New Jersey Democrats turned to former Sen. Frank Lautenberg, who easily defeated Mr. Forrester and kept the seat in Democratic hands.
But this election cycle, a number of incumbents appear to be worse off than new candidates.
On the Republican side, party leaders last year concluded that Sen. Jim Bunning of Kentucky was weaker than any new Republican candidate. They pressured Mr. Bunning to drop his bid for re-election.
In Connecticut, embattled Democratic Sen. Christopher J. Dodd’s decision to drop out of the race has turned the Senate seat from a possible Republican pickup to a likely Democratic hold.
Mr. Dodd had trailed potential Republican candidates in the polls, but Richard Blumenthal, the likely Democratic nominee now that Mr. Dodd has dropped out, leads the Republican candidates by about 20 percentage points.
Republicans say the overall election environment puts them in much better shape than they could have imagined just a few months ago.

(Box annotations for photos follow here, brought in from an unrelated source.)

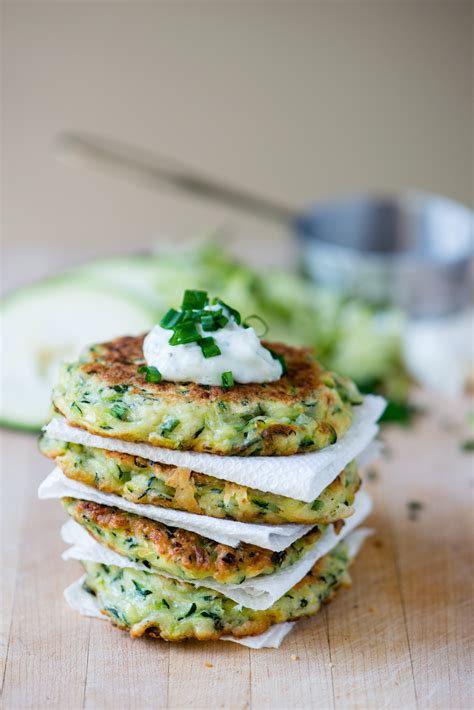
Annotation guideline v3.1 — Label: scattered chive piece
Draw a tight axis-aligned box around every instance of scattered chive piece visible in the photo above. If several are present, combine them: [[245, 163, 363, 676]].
[[242, 314, 268, 338], [267, 348, 288, 375], [138, 365, 161, 382], [181, 289, 209, 311], [221, 370, 234, 390], [160, 417, 179, 434], [110, 402, 128, 419], [169, 321, 201, 345], [201, 312, 217, 331], [212, 298, 242, 325], [198, 336, 221, 360], [215, 311, 229, 328], [160, 308, 181, 330]]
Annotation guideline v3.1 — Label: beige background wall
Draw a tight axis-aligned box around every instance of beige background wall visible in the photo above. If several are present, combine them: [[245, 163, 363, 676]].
[[2, 0, 474, 264]]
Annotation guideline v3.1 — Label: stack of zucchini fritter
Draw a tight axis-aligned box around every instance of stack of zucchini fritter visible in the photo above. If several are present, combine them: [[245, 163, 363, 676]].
[[40, 330, 384, 641]]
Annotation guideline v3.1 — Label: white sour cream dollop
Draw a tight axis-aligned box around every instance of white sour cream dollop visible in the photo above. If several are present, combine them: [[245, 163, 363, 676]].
[[143, 306, 283, 385]]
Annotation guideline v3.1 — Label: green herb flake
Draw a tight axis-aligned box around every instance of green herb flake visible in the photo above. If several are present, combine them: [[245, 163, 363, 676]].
[[110, 402, 129, 421], [71, 402, 84, 417], [160, 417, 179, 435], [181, 289, 209, 311], [132, 579, 152, 597], [212, 298, 242, 325], [198, 336, 221, 360], [221, 370, 234, 390], [138, 365, 162, 383], [160, 308, 182, 330]]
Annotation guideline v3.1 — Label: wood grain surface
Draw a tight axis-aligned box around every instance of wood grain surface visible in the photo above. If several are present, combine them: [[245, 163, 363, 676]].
[[2, 396, 473, 710], [0, 249, 474, 710]]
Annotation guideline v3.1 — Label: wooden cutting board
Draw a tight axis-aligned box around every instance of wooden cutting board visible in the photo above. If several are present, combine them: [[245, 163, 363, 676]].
[[1, 394, 474, 710]]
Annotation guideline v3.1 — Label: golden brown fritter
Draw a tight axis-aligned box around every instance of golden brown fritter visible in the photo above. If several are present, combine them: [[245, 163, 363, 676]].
[[53, 336, 361, 456], [63, 498, 324, 584]]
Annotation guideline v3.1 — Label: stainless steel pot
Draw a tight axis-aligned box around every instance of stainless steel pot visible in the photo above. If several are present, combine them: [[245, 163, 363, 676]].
[[295, 192, 474, 317]]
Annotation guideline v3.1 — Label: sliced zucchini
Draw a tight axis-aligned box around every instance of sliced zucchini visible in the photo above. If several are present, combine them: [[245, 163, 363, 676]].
[[0, 275, 155, 431]]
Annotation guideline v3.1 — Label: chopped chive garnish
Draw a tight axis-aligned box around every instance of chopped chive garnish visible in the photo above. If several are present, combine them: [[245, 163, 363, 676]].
[[201, 312, 217, 331], [160, 308, 182, 330], [242, 315, 268, 338], [198, 336, 221, 359], [215, 311, 229, 328], [138, 365, 161, 382], [221, 370, 234, 390], [160, 417, 179, 434], [181, 289, 209, 311], [110, 402, 128, 419], [169, 321, 201, 345], [212, 298, 242, 325], [267, 348, 288, 375]]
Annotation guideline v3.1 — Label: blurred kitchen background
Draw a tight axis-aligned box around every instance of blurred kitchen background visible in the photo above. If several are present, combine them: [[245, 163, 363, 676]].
[[0, 0, 474, 428]]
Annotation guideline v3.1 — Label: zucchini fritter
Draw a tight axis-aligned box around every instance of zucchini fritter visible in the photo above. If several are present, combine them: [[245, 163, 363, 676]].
[[82, 542, 350, 641], [40, 436, 360, 525], [63, 498, 325, 584], [53, 336, 362, 456]]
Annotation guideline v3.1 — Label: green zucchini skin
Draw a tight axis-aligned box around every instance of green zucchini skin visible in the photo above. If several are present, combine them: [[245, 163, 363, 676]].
[[39, 435, 360, 525], [82, 542, 350, 641]]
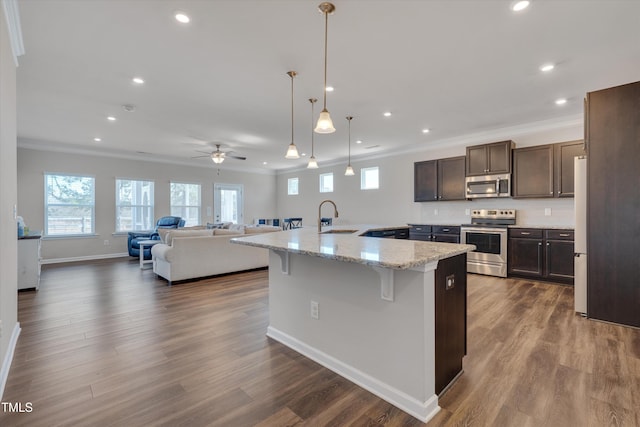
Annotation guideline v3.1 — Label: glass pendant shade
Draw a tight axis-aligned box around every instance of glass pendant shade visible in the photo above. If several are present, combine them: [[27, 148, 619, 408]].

In October, an ABC/Washington Post poll showed Democrats leading Republicans by 12 percentage points in a generic ballot test. The latest version of the poll, released this week, showed Republicans have taken a three-percentage-point advantage.
The generic ballot test - where voters are asked if the congressional elections were held today would vote for a Democrat or a Republican for their local seat - is considered a good barometer of the parties’ congressional fortunes.